I don't feel cold anymore, nor hurt, but I can see Uncle taking my body somewhere. My body was not moving, maybe because I fell asleep from all the tiredness, he was looking around, maybe because he's taking me home... to finally surprise me with my parents, but this road doesn't go home…
Why did he throw my body above the pile of garbage?

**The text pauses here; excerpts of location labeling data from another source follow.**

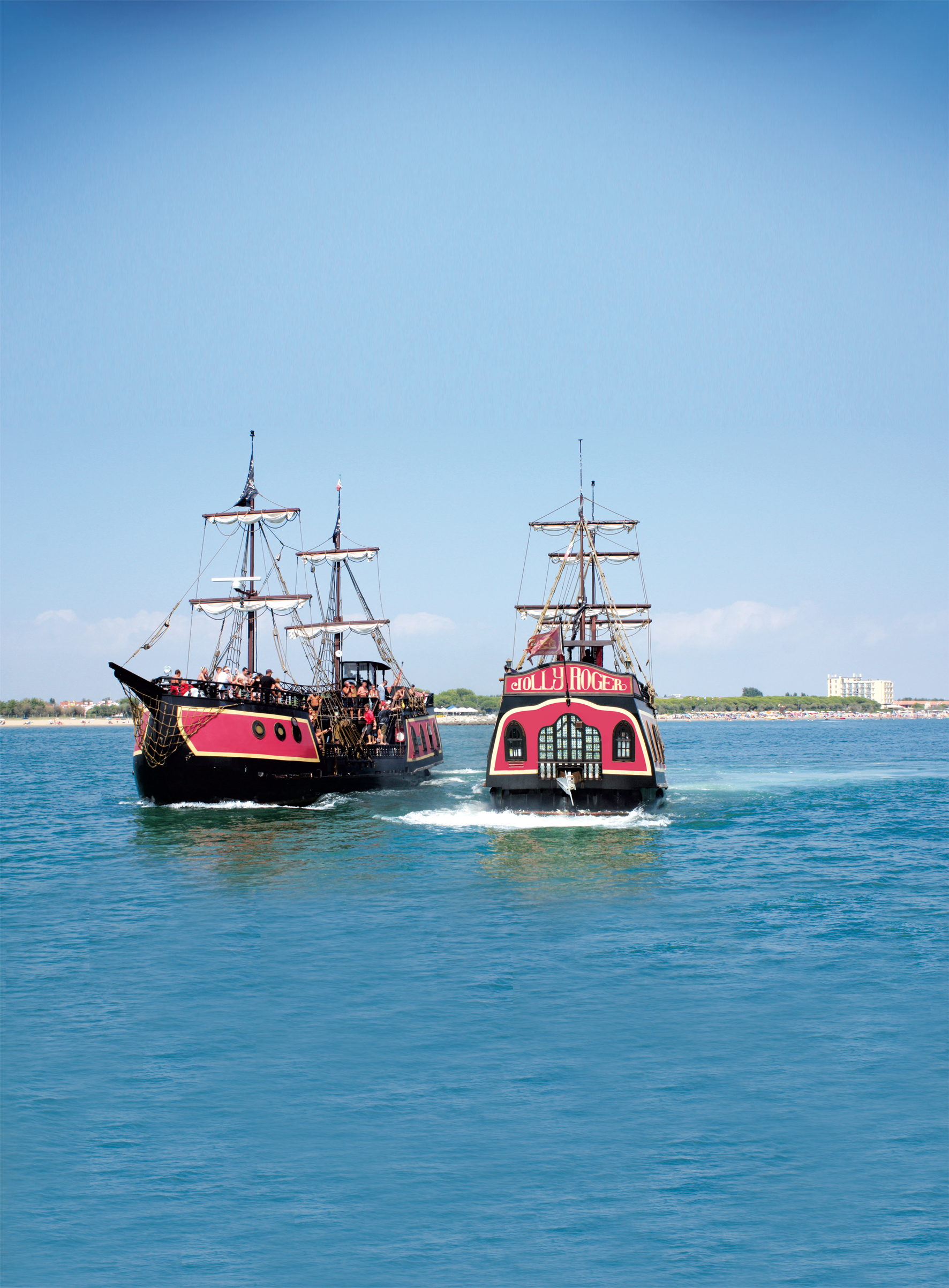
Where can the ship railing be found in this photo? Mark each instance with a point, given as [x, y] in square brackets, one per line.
[288, 696]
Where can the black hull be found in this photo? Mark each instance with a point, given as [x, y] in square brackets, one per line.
[600, 800]
[195, 749]
[214, 781]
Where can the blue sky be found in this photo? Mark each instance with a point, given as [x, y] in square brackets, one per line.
[432, 246]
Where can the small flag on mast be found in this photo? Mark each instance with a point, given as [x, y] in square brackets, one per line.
[545, 642]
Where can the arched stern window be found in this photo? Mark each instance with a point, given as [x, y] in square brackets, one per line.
[515, 742]
[623, 742]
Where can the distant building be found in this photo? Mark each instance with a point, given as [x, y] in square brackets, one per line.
[855, 687]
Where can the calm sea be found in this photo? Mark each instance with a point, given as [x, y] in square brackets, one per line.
[394, 1040]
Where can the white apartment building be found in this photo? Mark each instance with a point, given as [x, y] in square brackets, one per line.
[855, 687]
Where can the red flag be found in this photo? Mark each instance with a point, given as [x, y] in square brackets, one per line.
[545, 642]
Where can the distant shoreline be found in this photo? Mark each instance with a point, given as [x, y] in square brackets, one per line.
[701, 717]
[46, 723]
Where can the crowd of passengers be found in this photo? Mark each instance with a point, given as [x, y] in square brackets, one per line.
[366, 706]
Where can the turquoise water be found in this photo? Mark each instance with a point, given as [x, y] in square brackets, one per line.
[393, 1040]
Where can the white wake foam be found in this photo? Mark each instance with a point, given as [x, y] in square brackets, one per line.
[498, 821]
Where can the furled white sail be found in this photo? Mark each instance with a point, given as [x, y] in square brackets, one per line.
[593, 611]
[247, 518]
[272, 603]
[312, 629]
[314, 557]
[612, 557]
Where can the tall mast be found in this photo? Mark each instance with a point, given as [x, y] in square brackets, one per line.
[593, 535]
[246, 503]
[338, 639]
[582, 573]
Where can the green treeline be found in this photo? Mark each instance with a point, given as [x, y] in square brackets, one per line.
[468, 698]
[35, 709]
[673, 706]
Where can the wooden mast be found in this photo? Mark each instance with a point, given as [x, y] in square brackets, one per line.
[252, 624]
[338, 639]
[582, 573]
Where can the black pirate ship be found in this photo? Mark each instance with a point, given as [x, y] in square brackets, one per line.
[575, 735]
[232, 733]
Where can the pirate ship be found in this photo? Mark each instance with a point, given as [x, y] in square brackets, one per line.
[235, 735]
[572, 733]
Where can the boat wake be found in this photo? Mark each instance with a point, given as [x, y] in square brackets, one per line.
[496, 821]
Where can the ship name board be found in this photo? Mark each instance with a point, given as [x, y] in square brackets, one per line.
[580, 679]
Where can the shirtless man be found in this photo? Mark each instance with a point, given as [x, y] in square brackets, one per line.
[314, 704]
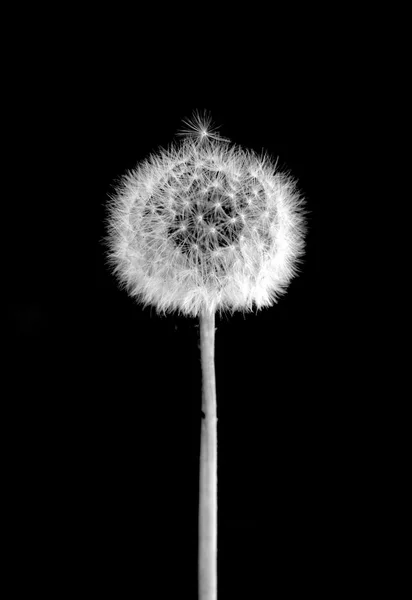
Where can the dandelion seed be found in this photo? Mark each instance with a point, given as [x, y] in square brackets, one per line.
[204, 227]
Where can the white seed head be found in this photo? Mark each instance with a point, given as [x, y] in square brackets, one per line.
[205, 226]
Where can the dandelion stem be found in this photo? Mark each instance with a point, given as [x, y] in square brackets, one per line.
[208, 464]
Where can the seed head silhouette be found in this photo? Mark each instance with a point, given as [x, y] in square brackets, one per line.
[205, 226]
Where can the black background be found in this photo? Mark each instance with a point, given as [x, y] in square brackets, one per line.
[101, 402]
[107, 395]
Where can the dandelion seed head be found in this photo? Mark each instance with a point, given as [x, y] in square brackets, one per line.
[205, 226]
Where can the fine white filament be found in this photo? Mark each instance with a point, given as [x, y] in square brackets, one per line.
[205, 226]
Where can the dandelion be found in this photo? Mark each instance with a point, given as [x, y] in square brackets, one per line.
[201, 227]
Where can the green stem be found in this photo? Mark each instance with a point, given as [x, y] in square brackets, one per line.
[208, 464]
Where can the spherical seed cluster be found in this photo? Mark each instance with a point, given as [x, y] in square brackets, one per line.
[205, 226]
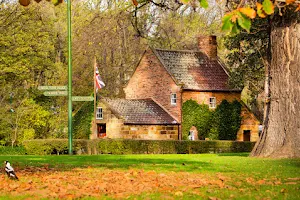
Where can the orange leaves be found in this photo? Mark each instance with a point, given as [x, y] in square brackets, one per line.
[135, 2]
[298, 8]
[289, 1]
[260, 11]
[79, 183]
[249, 12]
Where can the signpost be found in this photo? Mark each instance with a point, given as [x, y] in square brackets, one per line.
[47, 88]
[82, 98]
[63, 90]
[56, 93]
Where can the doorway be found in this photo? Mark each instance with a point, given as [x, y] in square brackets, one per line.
[101, 130]
[246, 135]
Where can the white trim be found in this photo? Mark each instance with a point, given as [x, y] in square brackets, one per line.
[99, 113]
[212, 104]
[173, 98]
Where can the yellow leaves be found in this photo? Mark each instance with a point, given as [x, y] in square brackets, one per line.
[249, 12]
[298, 8]
[289, 1]
[135, 2]
[260, 11]
[234, 18]
[24, 2]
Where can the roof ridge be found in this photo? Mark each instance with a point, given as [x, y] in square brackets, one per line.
[175, 50]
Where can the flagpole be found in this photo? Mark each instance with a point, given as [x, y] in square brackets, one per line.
[95, 98]
[69, 78]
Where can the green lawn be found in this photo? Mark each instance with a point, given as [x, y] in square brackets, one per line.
[222, 176]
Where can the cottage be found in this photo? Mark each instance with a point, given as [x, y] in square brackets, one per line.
[162, 81]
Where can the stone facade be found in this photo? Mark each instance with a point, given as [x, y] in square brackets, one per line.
[203, 97]
[208, 45]
[116, 128]
[249, 124]
[151, 132]
[151, 80]
[160, 74]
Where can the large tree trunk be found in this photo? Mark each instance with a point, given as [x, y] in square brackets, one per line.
[281, 134]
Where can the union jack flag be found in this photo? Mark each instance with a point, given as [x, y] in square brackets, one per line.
[99, 82]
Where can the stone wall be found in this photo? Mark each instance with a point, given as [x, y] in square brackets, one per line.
[203, 97]
[249, 123]
[150, 132]
[151, 80]
[116, 129]
[208, 45]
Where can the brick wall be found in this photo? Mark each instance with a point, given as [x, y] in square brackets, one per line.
[116, 129]
[249, 121]
[203, 97]
[151, 80]
[150, 132]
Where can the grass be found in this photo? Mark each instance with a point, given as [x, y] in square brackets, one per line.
[241, 177]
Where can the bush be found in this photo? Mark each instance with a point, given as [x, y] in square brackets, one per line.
[8, 150]
[222, 124]
[227, 120]
[198, 115]
[120, 146]
[82, 121]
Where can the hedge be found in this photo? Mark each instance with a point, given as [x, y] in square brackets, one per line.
[8, 150]
[120, 146]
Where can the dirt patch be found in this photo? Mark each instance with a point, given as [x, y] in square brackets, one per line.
[93, 182]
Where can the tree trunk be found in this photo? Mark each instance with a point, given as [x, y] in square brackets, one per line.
[281, 134]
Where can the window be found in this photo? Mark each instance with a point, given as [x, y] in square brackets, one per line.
[173, 99]
[99, 113]
[212, 102]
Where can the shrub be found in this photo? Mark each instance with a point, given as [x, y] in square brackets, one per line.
[197, 115]
[8, 150]
[120, 146]
[227, 120]
[82, 121]
[222, 124]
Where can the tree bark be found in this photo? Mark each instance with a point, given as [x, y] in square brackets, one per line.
[281, 134]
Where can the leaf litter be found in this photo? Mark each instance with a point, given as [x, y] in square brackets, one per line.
[94, 182]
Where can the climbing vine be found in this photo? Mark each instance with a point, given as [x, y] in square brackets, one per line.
[222, 123]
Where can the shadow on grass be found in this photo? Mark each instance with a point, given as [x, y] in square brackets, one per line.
[122, 162]
[244, 154]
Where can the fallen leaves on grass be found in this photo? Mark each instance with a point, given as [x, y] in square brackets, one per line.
[93, 182]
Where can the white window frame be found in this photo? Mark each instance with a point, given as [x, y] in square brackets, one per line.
[212, 104]
[99, 113]
[173, 99]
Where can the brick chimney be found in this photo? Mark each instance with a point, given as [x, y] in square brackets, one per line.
[208, 45]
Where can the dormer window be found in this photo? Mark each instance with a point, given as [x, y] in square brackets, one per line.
[99, 113]
[212, 102]
[173, 99]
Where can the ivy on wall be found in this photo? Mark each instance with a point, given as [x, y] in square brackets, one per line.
[82, 121]
[222, 123]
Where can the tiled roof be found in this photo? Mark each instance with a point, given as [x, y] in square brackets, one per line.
[194, 70]
[140, 111]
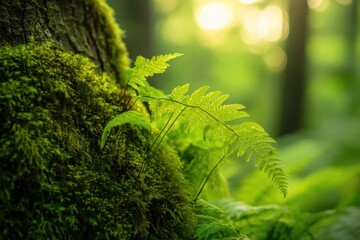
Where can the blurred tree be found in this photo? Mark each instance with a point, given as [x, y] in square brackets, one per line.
[295, 80]
[135, 16]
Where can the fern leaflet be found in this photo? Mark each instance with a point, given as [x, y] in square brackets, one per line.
[146, 68]
[203, 114]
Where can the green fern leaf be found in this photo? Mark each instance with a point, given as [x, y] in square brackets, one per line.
[203, 113]
[148, 67]
[132, 117]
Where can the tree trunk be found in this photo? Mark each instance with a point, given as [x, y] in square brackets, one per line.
[295, 80]
[55, 180]
[79, 26]
[136, 17]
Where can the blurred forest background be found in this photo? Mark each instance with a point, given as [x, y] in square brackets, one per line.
[294, 64]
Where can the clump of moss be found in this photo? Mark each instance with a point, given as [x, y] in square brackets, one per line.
[55, 182]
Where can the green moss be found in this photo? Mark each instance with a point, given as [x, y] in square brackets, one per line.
[55, 183]
[111, 38]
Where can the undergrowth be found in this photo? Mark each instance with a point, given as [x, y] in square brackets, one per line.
[199, 120]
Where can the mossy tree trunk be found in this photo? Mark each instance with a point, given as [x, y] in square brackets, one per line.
[79, 26]
[62, 66]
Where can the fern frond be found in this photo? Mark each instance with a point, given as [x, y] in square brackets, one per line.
[148, 67]
[253, 141]
[132, 117]
[228, 219]
[203, 113]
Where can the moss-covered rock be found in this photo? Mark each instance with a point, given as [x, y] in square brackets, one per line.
[55, 182]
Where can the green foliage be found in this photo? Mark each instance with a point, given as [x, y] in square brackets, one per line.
[125, 117]
[144, 68]
[55, 181]
[232, 220]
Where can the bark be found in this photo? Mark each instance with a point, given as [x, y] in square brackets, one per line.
[136, 17]
[295, 80]
[79, 26]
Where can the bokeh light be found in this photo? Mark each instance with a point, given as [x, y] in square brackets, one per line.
[318, 5]
[263, 24]
[214, 16]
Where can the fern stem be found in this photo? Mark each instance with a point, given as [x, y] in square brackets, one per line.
[195, 107]
[168, 129]
[208, 177]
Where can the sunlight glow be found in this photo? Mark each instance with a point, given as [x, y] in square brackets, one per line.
[248, 1]
[344, 2]
[275, 58]
[165, 6]
[263, 24]
[214, 16]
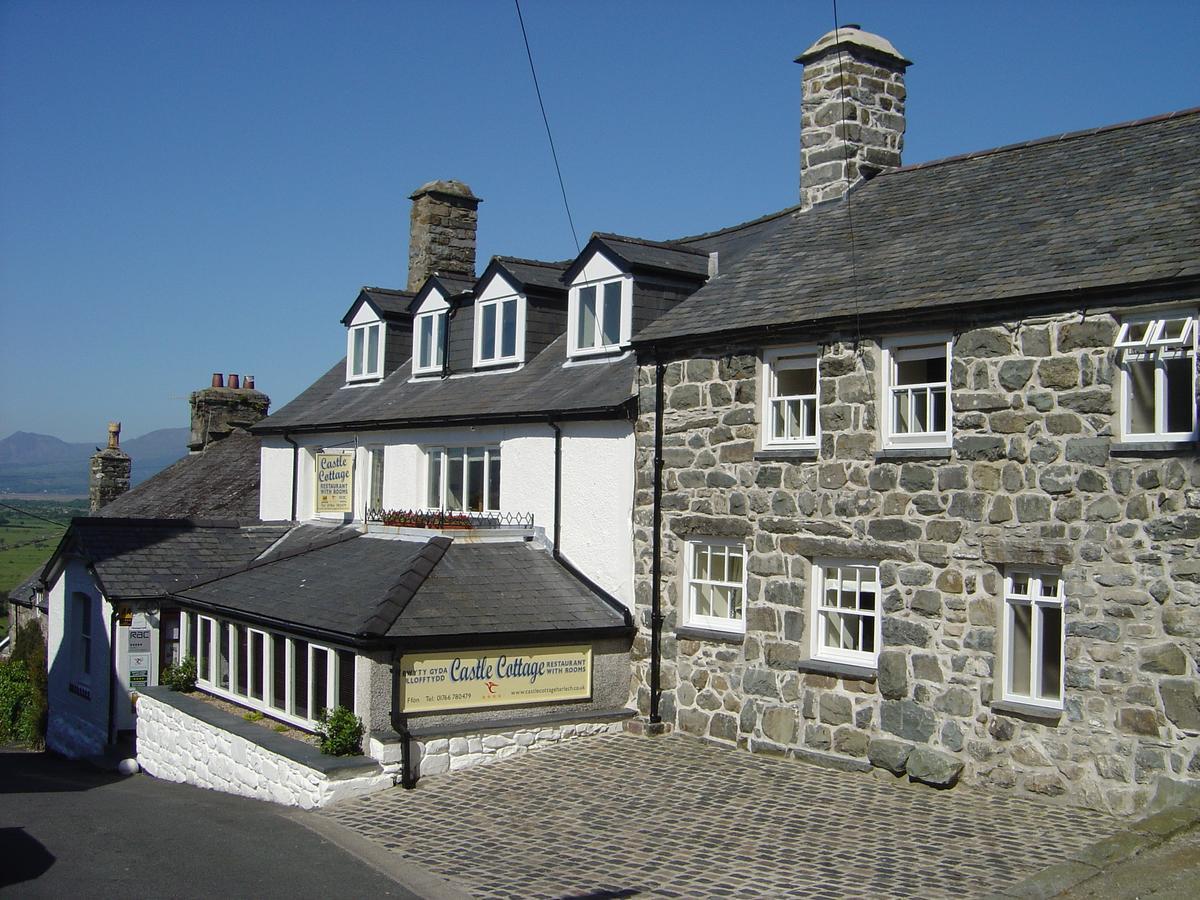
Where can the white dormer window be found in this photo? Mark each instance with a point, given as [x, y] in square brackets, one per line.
[499, 329]
[429, 343]
[364, 358]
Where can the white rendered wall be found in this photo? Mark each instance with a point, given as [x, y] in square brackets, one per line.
[76, 726]
[598, 483]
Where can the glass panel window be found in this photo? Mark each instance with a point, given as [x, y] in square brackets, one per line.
[917, 391]
[365, 352]
[1158, 377]
[791, 400]
[465, 479]
[715, 586]
[599, 315]
[497, 331]
[375, 466]
[846, 605]
[1033, 637]
[430, 330]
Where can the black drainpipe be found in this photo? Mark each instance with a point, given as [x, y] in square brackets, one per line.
[400, 723]
[451, 311]
[112, 677]
[295, 472]
[558, 485]
[657, 562]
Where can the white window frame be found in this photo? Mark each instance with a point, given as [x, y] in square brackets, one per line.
[867, 574]
[690, 617]
[444, 455]
[783, 359]
[352, 360]
[1035, 580]
[900, 349]
[573, 316]
[288, 714]
[376, 481]
[82, 628]
[498, 304]
[1153, 346]
[437, 331]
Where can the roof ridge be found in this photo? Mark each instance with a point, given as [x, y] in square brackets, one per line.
[648, 243]
[738, 227]
[399, 597]
[1042, 141]
[543, 263]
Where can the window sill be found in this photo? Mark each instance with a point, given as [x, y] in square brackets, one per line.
[839, 670]
[1152, 448]
[913, 453]
[798, 454]
[689, 633]
[1045, 715]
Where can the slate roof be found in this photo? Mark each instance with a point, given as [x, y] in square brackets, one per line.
[1114, 207]
[372, 588]
[538, 390]
[533, 273]
[220, 483]
[151, 557]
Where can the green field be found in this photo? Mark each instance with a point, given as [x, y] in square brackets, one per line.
[29, 533]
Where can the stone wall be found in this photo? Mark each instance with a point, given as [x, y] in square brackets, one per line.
[1033, 478]
[438, 755]
[177, 747]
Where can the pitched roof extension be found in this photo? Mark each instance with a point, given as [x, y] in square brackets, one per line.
[541, 389]
[153, 557]
[371, 588]
[1115, 207]
[220, 483]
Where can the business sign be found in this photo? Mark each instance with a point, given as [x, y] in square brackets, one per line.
[138, 648]
[449, 681]
[335, 481]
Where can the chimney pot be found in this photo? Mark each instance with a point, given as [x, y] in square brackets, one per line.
[871, 91]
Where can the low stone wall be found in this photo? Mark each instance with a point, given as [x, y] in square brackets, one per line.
[185, 739]
[450, 754]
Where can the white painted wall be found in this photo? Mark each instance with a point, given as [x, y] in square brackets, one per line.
[76, 726]
[598, 483]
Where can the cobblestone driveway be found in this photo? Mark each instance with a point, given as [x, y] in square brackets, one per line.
[624, 816]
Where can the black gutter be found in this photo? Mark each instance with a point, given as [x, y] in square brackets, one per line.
[616, 411]
[657, 558]
[295, 472]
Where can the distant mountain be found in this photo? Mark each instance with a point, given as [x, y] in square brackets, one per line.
[31, 463]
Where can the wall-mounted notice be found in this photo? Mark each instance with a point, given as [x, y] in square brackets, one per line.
[335, 481]
[465, 679]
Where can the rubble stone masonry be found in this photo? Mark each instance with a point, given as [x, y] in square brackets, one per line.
[1035, 477]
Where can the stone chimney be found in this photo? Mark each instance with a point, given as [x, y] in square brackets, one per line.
[219, 409]
[858, 77]
[111, 469]
[442, 232]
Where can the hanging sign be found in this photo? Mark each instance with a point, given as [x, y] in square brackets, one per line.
[335, 481]
[138, 647]
[466, 679]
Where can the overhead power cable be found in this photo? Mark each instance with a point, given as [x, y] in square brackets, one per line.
[550, 137]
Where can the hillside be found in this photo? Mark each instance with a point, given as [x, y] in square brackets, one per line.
[35, 463]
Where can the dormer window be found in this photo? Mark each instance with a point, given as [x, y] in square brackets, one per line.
[599, 316]
[498, 330]
[365, 353]
[429, 331]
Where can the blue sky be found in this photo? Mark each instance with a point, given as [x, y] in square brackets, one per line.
[191, 187]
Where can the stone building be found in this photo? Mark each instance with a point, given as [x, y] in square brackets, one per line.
[918, 473]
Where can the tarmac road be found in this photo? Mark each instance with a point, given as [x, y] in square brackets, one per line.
[70, 831]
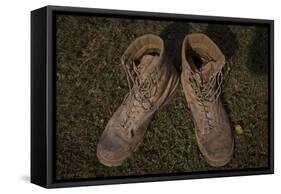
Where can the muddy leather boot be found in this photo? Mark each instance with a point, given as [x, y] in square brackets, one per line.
[152, 83]
[202, 63]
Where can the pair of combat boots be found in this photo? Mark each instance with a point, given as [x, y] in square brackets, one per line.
[152, 84]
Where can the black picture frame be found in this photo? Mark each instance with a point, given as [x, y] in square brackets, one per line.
[43, 94]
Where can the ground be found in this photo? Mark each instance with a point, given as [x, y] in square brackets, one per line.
[91, 84]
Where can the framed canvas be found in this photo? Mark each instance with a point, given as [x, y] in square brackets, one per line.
[125, 96]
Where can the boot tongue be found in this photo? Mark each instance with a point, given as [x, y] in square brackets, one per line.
[207, 70]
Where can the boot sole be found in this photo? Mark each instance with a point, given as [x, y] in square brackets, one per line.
[218, 162]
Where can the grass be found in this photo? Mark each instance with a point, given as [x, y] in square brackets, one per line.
[91, 85]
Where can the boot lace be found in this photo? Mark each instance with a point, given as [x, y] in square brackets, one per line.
[140, 91]
[206, 92]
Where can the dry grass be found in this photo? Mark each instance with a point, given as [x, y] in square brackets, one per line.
[91, 85]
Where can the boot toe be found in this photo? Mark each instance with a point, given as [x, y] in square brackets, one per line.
[112, 150]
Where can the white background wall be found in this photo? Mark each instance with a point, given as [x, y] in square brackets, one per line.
[15, 94]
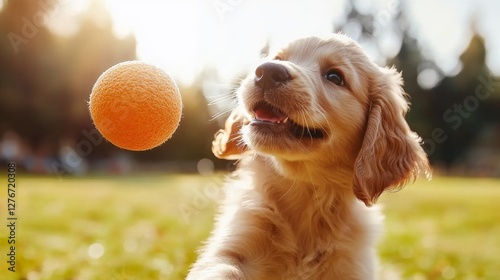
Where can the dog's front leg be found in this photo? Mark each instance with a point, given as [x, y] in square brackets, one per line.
[215, 270]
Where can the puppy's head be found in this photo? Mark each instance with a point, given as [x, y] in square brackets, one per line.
[322, 101]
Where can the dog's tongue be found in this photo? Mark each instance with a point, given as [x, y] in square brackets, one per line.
[268, 113]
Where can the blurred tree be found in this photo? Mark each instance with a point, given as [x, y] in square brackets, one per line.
[450, 115]
[46, 79]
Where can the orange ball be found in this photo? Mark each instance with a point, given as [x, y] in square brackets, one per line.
[135, 106]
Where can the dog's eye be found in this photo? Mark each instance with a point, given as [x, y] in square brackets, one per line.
[335, 77]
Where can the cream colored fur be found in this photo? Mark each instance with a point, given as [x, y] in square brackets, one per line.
[301, 207]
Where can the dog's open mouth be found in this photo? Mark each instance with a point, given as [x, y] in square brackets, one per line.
[267, 114]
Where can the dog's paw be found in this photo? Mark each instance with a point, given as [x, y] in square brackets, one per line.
[216, 272]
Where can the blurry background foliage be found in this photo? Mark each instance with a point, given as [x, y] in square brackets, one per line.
[46, 78]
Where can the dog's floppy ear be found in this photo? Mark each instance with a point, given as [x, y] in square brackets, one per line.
[391, 154]
[228, 143]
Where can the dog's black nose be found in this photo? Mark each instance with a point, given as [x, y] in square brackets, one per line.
[271, 75]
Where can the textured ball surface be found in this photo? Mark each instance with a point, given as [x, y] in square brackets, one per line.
[135, 106]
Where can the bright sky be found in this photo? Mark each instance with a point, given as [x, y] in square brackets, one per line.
[184, 37]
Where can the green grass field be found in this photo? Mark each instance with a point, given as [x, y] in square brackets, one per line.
[148, 227]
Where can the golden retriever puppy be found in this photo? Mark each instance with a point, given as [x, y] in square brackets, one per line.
[321, 133]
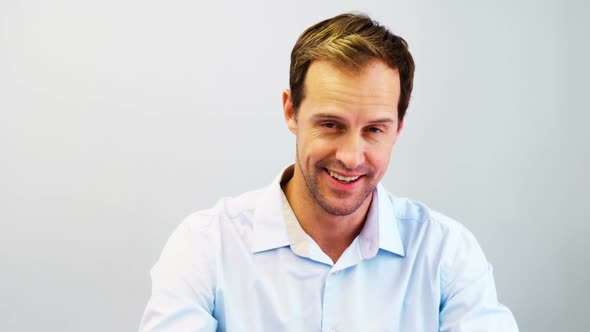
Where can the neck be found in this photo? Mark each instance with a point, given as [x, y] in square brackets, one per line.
[333, 233]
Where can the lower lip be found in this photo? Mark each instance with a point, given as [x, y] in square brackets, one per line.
[344, 186]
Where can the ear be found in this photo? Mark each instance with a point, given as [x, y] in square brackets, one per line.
[290, 117]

Why isn't he taking me home instead?
Why is he leaving me there alone?
Should I touch my body? I can't recognize myself. I was looking pretty as I went to the Quran class that day. Why am I like this now?
Why did he leave me here?
Did I do something?
Why is no one coming?
Did they forget me?
Why can't I touch myself? Maybe because I'm no longer alive...
*The End*
We all know how and what happened to Zainab Amin Ansari. We know how her parents felt, and we know the confession the rapist gave... but what about Zainab? Who felt her? Who knows what she was going through? How much did she suffer? We can just make a guess… what horror she went through, we don’t know, and we can’t imagine it.
At last, she's not with us. She would have been turning 16 this August, but only if she had been here with us, alive, happy with her family.
We believe in hope, but what about the hope we lose when we leave such men around? When they aren't punished? When they aren't held accountable for their act? We need to hold such pedophiles accountable and raise our voices whenever we witness anything wrong, because at last, it's not all men but MEN.